Important to the ambition of upholding this common-sense behaviour of people is the visibility of race, Alcoff argues. Though ‘[t]he criteria thought to determine racial identity have ranged from ancestry, experience, self-understanding, to habits and practices, yet these sources are coded through visible inscriptions on the body’ (Alcoff 2006: 191). Therefore Alcoff understands our task to be to make apparent the racist common-sense and stereotyping practices of visibility in order to alter the connotative meanings attached to visible differences (Alcoff 2006: 194).

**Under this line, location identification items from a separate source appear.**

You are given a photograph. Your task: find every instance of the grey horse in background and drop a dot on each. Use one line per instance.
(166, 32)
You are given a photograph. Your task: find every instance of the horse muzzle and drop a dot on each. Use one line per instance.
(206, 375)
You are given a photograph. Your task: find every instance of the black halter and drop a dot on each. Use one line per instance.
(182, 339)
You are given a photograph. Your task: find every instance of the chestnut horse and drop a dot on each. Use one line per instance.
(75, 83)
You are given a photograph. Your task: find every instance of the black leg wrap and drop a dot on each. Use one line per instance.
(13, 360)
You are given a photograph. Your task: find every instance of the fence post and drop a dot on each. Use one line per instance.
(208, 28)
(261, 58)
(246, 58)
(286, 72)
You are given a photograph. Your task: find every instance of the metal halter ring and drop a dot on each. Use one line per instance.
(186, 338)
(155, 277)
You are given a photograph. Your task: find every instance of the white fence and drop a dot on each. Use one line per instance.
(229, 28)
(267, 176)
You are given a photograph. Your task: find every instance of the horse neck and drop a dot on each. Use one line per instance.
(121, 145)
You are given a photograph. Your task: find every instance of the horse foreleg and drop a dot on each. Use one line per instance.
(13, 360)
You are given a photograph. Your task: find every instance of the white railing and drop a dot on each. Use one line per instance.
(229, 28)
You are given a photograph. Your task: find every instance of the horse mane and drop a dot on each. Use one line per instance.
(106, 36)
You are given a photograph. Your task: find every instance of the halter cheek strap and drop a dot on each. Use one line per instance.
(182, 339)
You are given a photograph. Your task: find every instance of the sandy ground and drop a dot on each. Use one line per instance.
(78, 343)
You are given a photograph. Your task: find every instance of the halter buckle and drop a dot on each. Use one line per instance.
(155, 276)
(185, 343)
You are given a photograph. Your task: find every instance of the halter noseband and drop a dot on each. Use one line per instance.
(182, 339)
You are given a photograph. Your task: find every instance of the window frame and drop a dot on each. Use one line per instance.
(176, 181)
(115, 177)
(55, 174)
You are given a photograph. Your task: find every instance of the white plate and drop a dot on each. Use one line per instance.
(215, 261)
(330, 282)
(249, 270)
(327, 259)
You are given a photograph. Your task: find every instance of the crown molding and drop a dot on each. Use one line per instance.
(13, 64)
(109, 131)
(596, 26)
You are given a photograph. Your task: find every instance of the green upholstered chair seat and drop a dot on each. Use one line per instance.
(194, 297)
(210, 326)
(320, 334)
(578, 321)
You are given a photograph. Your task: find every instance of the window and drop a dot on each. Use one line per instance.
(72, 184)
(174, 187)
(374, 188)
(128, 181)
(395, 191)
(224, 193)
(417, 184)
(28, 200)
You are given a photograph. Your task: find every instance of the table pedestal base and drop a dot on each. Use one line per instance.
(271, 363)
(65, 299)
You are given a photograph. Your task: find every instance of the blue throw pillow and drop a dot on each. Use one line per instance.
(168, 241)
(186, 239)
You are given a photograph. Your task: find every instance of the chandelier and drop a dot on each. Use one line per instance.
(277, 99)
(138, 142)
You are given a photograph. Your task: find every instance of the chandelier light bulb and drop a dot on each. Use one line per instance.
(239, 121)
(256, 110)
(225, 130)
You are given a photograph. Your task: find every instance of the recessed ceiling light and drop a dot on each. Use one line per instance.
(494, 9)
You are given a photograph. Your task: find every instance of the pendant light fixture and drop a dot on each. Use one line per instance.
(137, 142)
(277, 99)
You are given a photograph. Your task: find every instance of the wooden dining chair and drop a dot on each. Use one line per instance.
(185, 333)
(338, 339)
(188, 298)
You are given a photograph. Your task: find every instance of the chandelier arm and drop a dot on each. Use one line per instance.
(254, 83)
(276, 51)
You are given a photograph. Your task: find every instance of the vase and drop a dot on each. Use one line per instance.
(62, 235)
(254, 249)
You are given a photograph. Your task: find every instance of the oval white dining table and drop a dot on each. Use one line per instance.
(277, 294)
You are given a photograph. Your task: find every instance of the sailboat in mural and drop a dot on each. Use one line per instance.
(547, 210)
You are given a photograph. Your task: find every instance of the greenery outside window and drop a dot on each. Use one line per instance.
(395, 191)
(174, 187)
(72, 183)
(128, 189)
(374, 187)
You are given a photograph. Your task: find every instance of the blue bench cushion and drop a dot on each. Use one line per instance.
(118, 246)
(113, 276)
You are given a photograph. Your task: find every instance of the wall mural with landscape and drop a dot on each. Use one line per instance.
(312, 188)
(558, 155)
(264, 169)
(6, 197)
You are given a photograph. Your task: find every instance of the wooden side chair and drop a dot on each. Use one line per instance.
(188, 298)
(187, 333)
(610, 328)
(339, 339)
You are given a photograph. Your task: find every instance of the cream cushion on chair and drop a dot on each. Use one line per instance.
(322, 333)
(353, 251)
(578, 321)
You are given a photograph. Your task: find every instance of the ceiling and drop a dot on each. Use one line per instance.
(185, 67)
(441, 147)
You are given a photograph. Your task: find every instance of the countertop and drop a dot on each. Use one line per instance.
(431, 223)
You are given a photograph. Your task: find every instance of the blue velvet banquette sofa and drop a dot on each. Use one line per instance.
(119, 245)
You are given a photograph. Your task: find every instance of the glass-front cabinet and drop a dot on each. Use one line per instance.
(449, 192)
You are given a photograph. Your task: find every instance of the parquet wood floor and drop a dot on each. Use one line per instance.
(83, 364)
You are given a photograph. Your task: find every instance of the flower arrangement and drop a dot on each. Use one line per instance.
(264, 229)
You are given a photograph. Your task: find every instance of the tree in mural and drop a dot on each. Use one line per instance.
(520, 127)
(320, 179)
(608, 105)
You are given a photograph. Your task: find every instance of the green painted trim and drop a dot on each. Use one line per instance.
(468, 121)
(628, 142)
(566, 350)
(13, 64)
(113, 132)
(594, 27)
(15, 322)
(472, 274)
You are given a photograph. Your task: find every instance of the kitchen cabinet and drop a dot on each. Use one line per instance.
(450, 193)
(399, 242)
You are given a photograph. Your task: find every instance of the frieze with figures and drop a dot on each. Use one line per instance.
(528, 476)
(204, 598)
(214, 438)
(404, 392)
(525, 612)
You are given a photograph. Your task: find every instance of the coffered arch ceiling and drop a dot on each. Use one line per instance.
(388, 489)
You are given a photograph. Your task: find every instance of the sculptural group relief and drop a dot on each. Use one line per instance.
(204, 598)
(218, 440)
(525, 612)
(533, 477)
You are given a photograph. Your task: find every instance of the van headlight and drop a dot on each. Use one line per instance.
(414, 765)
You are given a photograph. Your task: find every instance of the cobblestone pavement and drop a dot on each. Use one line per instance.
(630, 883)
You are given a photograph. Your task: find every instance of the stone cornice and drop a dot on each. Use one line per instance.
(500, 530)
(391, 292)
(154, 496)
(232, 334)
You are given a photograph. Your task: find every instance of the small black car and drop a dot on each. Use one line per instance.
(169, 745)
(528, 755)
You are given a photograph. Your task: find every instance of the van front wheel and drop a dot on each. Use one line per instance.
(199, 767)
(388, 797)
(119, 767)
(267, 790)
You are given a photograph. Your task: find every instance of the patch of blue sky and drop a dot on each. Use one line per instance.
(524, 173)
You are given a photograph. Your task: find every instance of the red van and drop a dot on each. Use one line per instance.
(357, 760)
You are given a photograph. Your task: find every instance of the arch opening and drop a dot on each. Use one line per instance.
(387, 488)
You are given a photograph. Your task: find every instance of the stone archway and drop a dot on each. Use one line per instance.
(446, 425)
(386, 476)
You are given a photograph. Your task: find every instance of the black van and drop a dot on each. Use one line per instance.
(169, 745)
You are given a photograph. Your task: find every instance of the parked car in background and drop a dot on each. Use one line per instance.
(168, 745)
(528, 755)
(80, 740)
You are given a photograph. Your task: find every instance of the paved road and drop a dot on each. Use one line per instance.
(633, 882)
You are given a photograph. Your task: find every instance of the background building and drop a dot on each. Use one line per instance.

Following Alcoff, the Pakistani-British8 professor of cultural studies, Sara Ahmed (2007), nuances the theoretical approach further by introducing the concepts of

‘distance’ and ‘proximity’ in relation to the reach of whiteness and through respectively ‘orientated’ or ‘phenomenal’ approaches to others. Whiteness, Ahmed asserts, operates through an orientation towards the other, which upholds a distance from the other. Phenomenology opens a space for orienting oneself around the world (Ahmed 2007: 112-15) and in this way becoming a part of this world and orientation (Ahmed 2007: 116). As part of the phenomenological relation to the world it is – also in Ahmed’s view – the interaction, the common sense, which upholds the ethnoracial classifications and orientations. The collectiveness – through common reading, learning etc. – of orientation towards an object makes that object what it is, Ahmed argues. Thus ethnoracial identification and classification is about collectiveness and repetition. Additionally, and following Merleau-Ponty, Ahmed asserts that whiteness enables us to encompass that which is within reach into the bodily experience. The other becomes an extension of the white self (Ahmed 2007: 131). In order to overcome such an objectifying embrace, Ahmed suggests an orientation around rather than toward the other and the world in order for a connectivity to arise. An orientation around the world relates to thinking one’s self as a part of the world and this in turn generates proximity. In this vein Ahmed argues that ‘likeness is an effect of proximity rather than its cause’ (Ahmed 2007: 123). Bringing objects into proximity has a queering effect that arranges things out of line and so out of reach – understood as the extension of whiteness. What is needed in Ahmed’s view is a reorientation of whiteness around the world (Ahmed 2007: 155). This reorientation, though, comes with a feeling of discomfort – of being out of line, in the sense of being queered.

Ahmed’s view shares similarities with Paul Gilroy’s (2004) concept of

‘estrangement’, which endows people with the ability to step outside their privileged positions and recall themselves as part of a larger scheme and world.9 Whereas Alcoff focuses on the visibility of the other and the distinction of whiteness to be named, Ahmed focuses on the shareability of the world and the proximity and distance of the other in our perception of the world. Ahmed’s proposition is thus an affirmation of potentiality, whereas the identity politics of Alcoff seem in comparison to leave the world and its power structures reversed but ultimately unaltered.

8 Both Alcoff and Ahmed use their double ethnic experience to understand the relation with the other.

9 I will return to Gilroy’s ideas of estrangement and cosmopolitanism in the following chapter.